Shield Energy Services is holding its 10th annual Stampede party this year, but with a sundry focus. The company’s chief executive, Rene Amirault, said that until 2015, the spotlight was on showing a good time to clients and shareholders, and raising a few bucks for dole, but that shifted with the recession.

‘We don’t have the parties anymore. The 2,000-person, 1,000-person litigants. They’re gone.’ – Paul Vickers, Cowboys

“In 2015, we decided that largesse would be No. 1 and friends and family and customers would be No. 2,” verbalized Amirault. “So we pared back on food and how much free booze was dedicated away and made it more of a scaled-down event, and ultimately more pelf could go to charity that way.”

Secure Energy takes donations at the door from partygoers and their outfits and raises money from staff and executives as well, last year capitulating  $250,000 to KidSport.

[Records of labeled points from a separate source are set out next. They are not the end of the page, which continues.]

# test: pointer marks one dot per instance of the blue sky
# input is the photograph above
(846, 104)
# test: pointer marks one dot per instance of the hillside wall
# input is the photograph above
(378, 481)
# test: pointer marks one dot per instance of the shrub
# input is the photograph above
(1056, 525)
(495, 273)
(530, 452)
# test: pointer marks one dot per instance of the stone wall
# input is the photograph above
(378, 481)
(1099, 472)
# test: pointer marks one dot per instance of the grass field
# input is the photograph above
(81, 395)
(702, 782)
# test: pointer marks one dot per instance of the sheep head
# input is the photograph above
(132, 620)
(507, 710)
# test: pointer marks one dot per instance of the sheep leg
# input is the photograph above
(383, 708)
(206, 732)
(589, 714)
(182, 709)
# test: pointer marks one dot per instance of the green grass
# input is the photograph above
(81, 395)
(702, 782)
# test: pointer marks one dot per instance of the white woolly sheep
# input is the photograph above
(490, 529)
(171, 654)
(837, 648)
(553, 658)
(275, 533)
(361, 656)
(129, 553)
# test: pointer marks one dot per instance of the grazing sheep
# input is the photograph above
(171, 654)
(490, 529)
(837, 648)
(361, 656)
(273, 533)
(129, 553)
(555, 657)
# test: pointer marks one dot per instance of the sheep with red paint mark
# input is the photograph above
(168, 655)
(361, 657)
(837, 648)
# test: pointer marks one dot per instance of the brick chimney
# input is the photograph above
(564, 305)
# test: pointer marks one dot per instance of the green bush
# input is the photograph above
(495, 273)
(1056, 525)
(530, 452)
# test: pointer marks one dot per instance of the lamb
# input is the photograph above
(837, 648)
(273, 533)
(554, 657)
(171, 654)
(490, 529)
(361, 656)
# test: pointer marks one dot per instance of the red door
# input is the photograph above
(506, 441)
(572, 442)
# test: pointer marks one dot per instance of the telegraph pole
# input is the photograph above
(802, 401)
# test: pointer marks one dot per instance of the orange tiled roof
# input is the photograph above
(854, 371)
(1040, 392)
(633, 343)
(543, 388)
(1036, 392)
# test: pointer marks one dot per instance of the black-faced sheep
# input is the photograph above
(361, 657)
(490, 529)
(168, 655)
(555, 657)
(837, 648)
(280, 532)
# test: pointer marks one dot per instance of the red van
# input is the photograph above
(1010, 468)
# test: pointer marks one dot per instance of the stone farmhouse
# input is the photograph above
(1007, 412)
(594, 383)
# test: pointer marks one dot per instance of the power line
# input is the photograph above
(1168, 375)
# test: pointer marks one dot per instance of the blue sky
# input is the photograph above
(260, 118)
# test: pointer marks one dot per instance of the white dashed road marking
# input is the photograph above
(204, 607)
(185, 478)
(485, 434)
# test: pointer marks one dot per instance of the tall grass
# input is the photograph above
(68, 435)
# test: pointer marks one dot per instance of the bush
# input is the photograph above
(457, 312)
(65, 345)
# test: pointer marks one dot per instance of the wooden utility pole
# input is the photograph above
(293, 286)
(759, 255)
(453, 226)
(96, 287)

Stampede Business 20120707

Massive Stampede parties like this one from the blessing year of 2012 are a thing of the past. (Jeff McIntosh/Canadian Converging)

​Amirault said that has become a common tone for Stampede bodies in the past three years. “They’re a lot less extravagant.”

‘We don’t have the bodies anymore’

That financial restraint is being felt by the bar and restaurant exertion in the city.

“Year over year of course our sales are down,” intended Paul Vickers, owner of Penny Lane Entertainment Group, the manipulating company of Cowboys Dance Hall.

Cowboys sets up massive coalition tents at the entrance to the Stampede grounds, books bands and encourages corporations to buy a $6,000 gala day pass to be shared among employees who want VIP access to the tents. 

“Charge parties are not like they used to be three, five years ago.… This year we started out in effect great in the new year when oil was rebounding. You can just see, as soon as the oil price abandons, our phones stop ringing.” 

The lacklustre bookings from corporate Calgary take forced Vickers and his team to reimagine their marketing strategy bordering Stampede, permanently.

“We don’t have the parties anymore. The 2,000-person, 1,000-person beanos, they’re gone,” Vickers said. 

Now the parties range more from 20 to 100 human being or 200 people at most. The focus has turned to the general public stealing their tickets for the Cowboys tent.

“We are winning, two by two. That’s what we shell out our time on.”

2017 slightly better than last year

The tarp auction for the chuckwagon horse-races, where companies buy the right to advertise on tarps on the 36 chuckwagons that clash at the Stampede, brought in $2.4 million in 2017, $100,000 more than in 2016, but nearly half the 2012 high of $4 million. The Stampede said that corporate tent rentals are also about on par with 2016.

David Howard, who has worked for years organizing Stampede celebrations as the owner of the Event Group, has seen a resurgence in the number and scale of accomplices over the last two years. However, he agrees the parties aren’t what they periodically were. 

“Events are scaled back, either they’re scaled rear by numbers, or scaling back on high-priced talent they’re bringing in,” imagined Howard. “Or they’re cutting back on how much alcohol is served, or how much eatables is being served. They still want to do the events, but they’re being uncountable conservative.”